Comment on ne désire pas le malheur
de son prochain ? M’en fous. Mon prochain n’a qu’à posséder un minimum
d’humour afin de flinguer les rituels lourdingues. Ca va finir par se retourner
contre moi, dis tu fidèle lectrice du flibustier, petit blog pourtant sans
horoscope ni prétention. Raisons pour lesquelles je me demande ce que tu fous
encore là. Je ne suis pas superstitieux. Ca porte malheur. Ouarf, ouarf. Tiens,
au passage, voilà une communauté qui me hérisse le poil. Les grands adeptes des
petites croyances. Qui te serinent avec, pour tout geste du quotidien. Toucher
du bois pour conjurer le mauvais sort, par exemple. Pensée amicale au bûcheron
qui, un beau jour, se prend son arbre sur le coin de la tronche. Mais sans
doute s’était-il levé du pied gauche. Je ne suis pas persuadé que cela fasse
s’esclaffer les unijambistes… de droite. Stop.
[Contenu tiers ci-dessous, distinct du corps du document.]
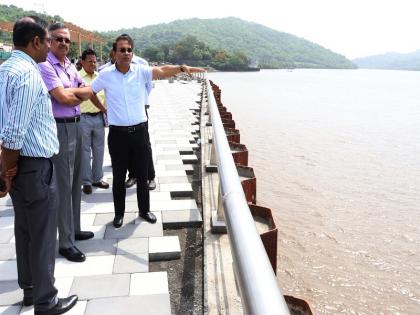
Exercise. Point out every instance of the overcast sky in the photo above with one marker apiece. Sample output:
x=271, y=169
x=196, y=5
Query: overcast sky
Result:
x=353, y=28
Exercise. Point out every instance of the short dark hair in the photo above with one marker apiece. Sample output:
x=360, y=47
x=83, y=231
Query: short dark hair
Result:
x=28, y=27
x=122, y=37
x=56, y=26
x=88, y=52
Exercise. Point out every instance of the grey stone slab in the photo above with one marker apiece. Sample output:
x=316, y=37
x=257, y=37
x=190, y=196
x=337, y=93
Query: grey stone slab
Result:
x=182, y=204
x=7, y=251
x=168, y=156
x=181, y=218
x=107, y=218
x=6, y=235
x=154, y=304
x=188, y=168
x=101, y=286
x=131, y=263
x=189, y=159
x=147, y=283
x=164, y=248
x=133, y=246
x=10, y=293
x=134, y=231
x=173, y=179
x=98, y=247
x=166, y=141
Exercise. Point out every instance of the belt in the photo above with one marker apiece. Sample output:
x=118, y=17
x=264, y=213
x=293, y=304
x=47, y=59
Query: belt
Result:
x=129, y=129
x=91, y=114
x=67, y=119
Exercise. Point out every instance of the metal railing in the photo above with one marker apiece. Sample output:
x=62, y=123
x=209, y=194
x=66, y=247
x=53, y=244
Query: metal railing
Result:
x=256, y=280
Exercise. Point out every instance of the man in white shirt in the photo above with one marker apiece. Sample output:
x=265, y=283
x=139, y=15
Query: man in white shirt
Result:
x=125, y=86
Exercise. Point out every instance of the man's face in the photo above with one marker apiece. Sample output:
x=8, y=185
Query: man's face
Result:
x=89, y=64
x=60, y=44
x=124, y=53
x=44, y=48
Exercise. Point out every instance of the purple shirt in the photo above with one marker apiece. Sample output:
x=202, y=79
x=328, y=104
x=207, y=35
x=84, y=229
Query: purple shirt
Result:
x=55, y=75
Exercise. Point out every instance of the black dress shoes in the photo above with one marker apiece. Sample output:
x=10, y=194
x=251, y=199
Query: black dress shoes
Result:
x=72, y=254
x=118, y=219
x=87, y=189
x=62, y=306
x=83, y=235
x=28, y=297
x=152, y=184
x=101, y=184
x=28, y=300
x=130, y=182
x=148, y=216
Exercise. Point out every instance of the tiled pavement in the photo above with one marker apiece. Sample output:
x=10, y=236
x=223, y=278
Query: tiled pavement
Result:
x=115, y=277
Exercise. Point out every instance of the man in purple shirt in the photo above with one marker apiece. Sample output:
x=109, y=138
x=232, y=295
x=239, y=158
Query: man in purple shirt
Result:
x=63, y=83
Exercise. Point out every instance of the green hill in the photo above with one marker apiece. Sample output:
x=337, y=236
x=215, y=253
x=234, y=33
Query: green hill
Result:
x=392, y=61
x=265, y=46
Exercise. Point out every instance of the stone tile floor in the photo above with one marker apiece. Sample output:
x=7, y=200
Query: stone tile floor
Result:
x=115, y=277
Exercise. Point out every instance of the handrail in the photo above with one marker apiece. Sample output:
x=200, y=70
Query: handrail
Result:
x=256, y=280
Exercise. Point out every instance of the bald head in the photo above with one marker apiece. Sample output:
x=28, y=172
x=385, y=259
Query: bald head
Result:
x=26, y=29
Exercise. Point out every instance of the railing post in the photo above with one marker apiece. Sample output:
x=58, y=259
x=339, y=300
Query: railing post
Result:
x=257, y=283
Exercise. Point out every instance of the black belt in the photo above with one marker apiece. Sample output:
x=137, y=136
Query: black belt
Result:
x=129, y=129
x=91, y=114
x=67, y=119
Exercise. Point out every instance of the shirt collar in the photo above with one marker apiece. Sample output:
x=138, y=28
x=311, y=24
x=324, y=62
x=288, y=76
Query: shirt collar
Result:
x=25, y=56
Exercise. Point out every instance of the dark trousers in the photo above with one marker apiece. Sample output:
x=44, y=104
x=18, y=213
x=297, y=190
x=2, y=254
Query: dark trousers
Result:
x=123, y=146
x=34, y=198
x=151, y=168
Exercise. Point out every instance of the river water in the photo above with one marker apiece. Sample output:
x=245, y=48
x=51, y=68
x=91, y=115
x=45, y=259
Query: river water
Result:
x=337, y=159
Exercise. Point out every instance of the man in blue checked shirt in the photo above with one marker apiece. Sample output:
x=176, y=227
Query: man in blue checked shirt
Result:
x=29, y=139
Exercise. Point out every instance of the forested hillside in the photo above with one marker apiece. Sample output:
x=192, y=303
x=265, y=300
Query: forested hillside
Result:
x=226, y=43
x=392, y=61
x=267, y=47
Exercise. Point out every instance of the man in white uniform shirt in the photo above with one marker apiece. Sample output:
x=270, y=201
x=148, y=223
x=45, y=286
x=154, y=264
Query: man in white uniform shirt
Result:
x=125, y=86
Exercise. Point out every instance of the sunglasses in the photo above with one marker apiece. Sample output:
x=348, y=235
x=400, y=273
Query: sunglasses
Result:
x=124, y=50
x=62, y=40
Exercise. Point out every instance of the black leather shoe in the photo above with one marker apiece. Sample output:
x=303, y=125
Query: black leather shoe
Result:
x=28, y=297
x=101, y=184
x=87, y=189
x=118, y=219
x=62, y=306
x=83, y=235
x=152, y=184
x=148, y=216
x=130, y=182
x=72, y=254
x=28, y=300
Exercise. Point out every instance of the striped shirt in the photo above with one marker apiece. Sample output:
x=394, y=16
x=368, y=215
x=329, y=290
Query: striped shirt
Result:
x=26, y=119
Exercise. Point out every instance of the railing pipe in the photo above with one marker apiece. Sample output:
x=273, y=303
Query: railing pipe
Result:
x=256, y=280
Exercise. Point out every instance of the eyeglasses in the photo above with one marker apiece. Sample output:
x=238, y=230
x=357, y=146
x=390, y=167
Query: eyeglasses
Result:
x=124, y=50
x=62, y=40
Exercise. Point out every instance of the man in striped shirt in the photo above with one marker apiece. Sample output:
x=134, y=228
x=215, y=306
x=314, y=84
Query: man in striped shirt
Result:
x=29, y=140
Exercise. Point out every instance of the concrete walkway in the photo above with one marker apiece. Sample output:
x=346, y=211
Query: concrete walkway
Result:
x=115, y=277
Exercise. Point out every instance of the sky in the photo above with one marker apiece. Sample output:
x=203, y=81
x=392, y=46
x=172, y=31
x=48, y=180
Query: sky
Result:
x=353, y=28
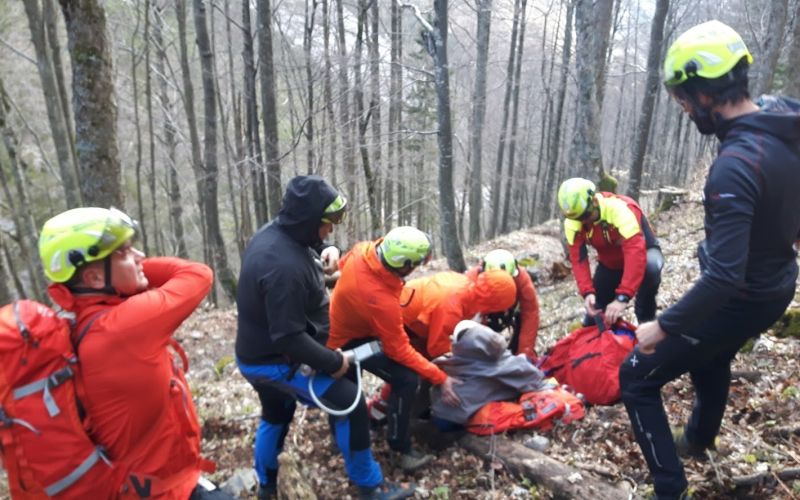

Je passerai sous silence les
plus fanatiques qui te pousseraient sous une échelle pour éviter de croiser un
chat noir.
Ta crédulité légendaire servira toujours
de fonds de commerce aux charlatans de la voyance. Le canular préféré d’un
vieux pote. Prendre rendez-vous chez une Mme Irma de pacotille, s’asseoir en
face d’elle et lui retourner une mandale de compétition en lui demandant si
elle l’avait vue arriver. Il a stoppé net la plaisanterie. Il arrive un âge où
son record collégien du 100 mètres ne suffit plus pour semer le vrai rottweiler
de la fausse voyante, animal remarquablement dressé capable de lire dans tes
boules ou les lignes de ta main. Enfin, de ton moignon. Mais peut-être existe-t-il
de par le monde ce clown de prophète, enfin voulais-je dire cet auguste augure ?
Bien que cela me paraisse aussi improbable que de trouver un calendrier des
postes maya de 2013… Je te laisse à tes chimères. La faim de mon monde est
proche. Tant mieux, la boulangerie aussi. Ne pas oublier la bûche. Pour douze
personnes. Tu pourrais me remercier naïve lectrice en cloque. Tu ne devrais pas
être loin de la fausse couche en parcourant mes horreurs proférées. Sans quoi
nous étions treize à table.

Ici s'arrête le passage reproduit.